State Must Provide Sex-Change Operation for Prisoner: Judge

By Deanne Katz, Esq. on September 06, 2012 | Last updated on March 21, 2019

Massachusetts must provide a sex-change operation for prisoner Michelle Kosilek, a federal judge ruled Tuesday, according to The Boston Globe.

Kosilek is currently living as a woman at an all-male prison in Massachusetts, the Associated Press reports. She was arrested as Robert Kosilek but has lived for more than a decade as "Michelle." U.S. District Judge Mark Wolf ruled she is entitled to treatment for gender-identity disorder, and ordered the state to provide a sex-change operation as treatment.

Wolf's ruling is only binding in Massachusetts, but it could have a big impact nationally where other prisoners in similar situations have tried to get gender-reassignment surgery.

Michelle Kosilek's case began in 2000 when Kosilek sued to get treatment for gender-identity disorder. In 2002, Wolf ruled she was entitled to treatment but not necessarily entitled to surgery.

Under the Eighth Amendment, prisoners are entitled to adequate medical care to treat their physical and mental-health needs. The judge originally denied Kosilek's request for surgery because he was unsure whether a less intrusive option could provide adequate treatment.

After the 2002 decision, the Department of Corrections was supposed to re-evaluate the case and decide if surgery was necessary, the AP reports. But corrections authorities failed to do so, and Kosilek renewed her suit in 2006.

Kosilek claimed that hormone therapy was not sufficient to treat her gender-identity disorder and that surgery was necessary. While on hormone therapy, Kosilek still suffered from the mental distress of being trapped in the wrong body.

Kosilek tried self-castration and attempted suicide twice after she first sued for the surgery. Those attempts led the judge to reason that the procedure was medically necessary.

Wolf also noted that the Department of Correction's own medical experts agreed that surgery was the only adequate medical treatment.

The Department of Corrections, however, countered that the surgery would cause security issues and could make Kosilek a target for sexual assault.

Wolf disagreed and ruled that prison officials had leeway to figure out the safest way to house Kosilek after her sex-change operation.
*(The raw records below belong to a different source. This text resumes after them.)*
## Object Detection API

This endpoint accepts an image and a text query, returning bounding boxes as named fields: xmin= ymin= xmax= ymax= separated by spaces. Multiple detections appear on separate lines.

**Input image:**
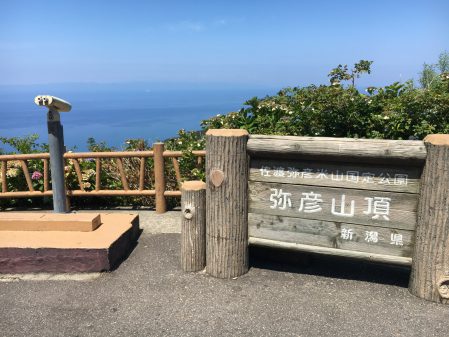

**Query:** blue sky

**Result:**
xmin=0 ymin=0 xmax=449 ymax=87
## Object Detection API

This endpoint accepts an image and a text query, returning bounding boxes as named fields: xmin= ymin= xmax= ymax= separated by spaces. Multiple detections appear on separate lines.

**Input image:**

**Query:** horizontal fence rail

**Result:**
xmin=0 ymin=143 xmax=206 ymax=213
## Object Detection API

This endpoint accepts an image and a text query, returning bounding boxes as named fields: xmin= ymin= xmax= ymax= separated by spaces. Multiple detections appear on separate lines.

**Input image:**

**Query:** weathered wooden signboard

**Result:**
xmin=248 ymin=136 xmax=425 ymax=264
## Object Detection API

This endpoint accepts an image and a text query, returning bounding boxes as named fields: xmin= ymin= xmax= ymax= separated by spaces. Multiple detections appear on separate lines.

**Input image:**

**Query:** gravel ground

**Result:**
xmin=0 ymin=210 xmax=449 ymax=337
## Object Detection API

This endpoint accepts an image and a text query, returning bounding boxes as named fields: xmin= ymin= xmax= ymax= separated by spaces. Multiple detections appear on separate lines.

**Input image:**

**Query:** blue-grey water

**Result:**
xmin=0 ymin=84 xmax=275 ymax=151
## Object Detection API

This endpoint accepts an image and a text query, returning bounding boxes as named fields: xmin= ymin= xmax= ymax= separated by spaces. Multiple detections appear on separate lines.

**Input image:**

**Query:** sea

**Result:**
xmin=0 ymin=83 xmax=276 ymax=151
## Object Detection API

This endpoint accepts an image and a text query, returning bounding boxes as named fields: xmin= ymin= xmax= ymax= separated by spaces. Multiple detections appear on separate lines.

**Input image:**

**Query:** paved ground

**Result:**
xmin=0 ymin=212 xmax=449 ymax=337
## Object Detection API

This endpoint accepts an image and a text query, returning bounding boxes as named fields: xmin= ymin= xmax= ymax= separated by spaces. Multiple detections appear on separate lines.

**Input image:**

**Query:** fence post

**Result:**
xmin=2 ymin=160 xmax=8 ymax=193
xmin=153 ymin=143 xmax=167 ymax=213
xmin=206 ymin=129 xmax=248 ymax=278
xmin=409 ymin=135 xmax=449 ymax=304
xmin=181 ymin=181 xmax=206 ymax=271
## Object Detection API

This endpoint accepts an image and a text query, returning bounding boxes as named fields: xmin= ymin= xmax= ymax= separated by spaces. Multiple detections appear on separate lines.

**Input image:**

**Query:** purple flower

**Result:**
xmin=31 ymin=171 xmax=43 ymax=180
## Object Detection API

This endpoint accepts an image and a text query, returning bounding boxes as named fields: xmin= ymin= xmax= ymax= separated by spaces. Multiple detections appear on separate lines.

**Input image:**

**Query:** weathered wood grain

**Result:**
xmin=248 ymin=135 xmax=426 ymax=164
xmin=249 ymin=158 xmax=422 ymax=193
xmin=249 ymin=237 xmax=412 ymax=266
xmin=409 ymin=135 xmax=449 ymax=304
xmin=153 ymin=143 xmax=167 ymax=213
xmin=181 ymin=181 xmax=206 ymax=272
xmin=206 ymin=130 xmax=248 ymax=278
xmin=248 ymin=213 xmax=414 ymax=257
xmin=249 ymin=182 xmax=418 ymax=230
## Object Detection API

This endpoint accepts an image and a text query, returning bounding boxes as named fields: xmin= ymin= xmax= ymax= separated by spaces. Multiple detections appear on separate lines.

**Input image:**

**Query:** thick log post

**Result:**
xmin=206 ymin=129 xmax=248 ymax=278
xmin=153 ymin=143 xmax=167 ymax=213
xmin=181 ymin=181 xmax=206 ymax=271
xmin=409 ymin=135 xmax=449 ymax=304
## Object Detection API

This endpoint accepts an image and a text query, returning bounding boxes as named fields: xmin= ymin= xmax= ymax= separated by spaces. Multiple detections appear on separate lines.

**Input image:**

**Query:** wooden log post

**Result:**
xmin=206 ymin=129 xmax=248 ymax=278
xmin=153 ymin=143 xmax=167 ymax=213
xmin=409 ymin=135 xmax=449 ymax=304
xmin=181 ymin=181 xmax=206 ymax=272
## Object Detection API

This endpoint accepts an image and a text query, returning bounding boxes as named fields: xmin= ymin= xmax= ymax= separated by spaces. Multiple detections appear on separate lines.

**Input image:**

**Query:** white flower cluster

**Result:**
xmin=257 ymin=101 xmax=293 ymax=115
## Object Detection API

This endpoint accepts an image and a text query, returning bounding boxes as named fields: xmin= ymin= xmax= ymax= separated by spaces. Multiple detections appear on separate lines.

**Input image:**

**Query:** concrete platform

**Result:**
xmin=0 ymin=212 xmax=101 ymax=232
xmin=0 ymin=213 xmax=139 ymax=274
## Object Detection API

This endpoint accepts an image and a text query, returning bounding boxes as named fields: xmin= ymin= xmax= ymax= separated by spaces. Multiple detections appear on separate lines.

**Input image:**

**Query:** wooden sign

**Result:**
xmin=248 ymin=136 xmax=422 ymax=264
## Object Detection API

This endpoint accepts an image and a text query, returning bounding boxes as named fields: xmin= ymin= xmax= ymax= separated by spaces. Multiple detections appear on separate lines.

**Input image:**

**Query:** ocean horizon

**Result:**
xmin=0 ymin=83 xmax=276 ymax=151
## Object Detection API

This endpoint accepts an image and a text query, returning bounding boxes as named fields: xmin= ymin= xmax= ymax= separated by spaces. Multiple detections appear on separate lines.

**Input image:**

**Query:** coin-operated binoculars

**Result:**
xmin=34 ymin=95 xmax=72 ymax=213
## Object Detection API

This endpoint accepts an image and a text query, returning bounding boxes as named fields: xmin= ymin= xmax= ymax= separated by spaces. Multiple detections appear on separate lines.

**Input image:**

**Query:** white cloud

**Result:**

Wolf called those reasons a pretext to deny the surgery, and not enough of a concern to block it.

Kosilek's attorney expects the prison will begin to schedule the surgery soon, reports The Boston Globe. But the state may choose to file an appeal that could postpone the surgery.

This case is the first instance of a prisoner successfully suing for a taxpayer-funded sex-change operation, the AP reports. Similar suits have been tried in other states but none have been successful.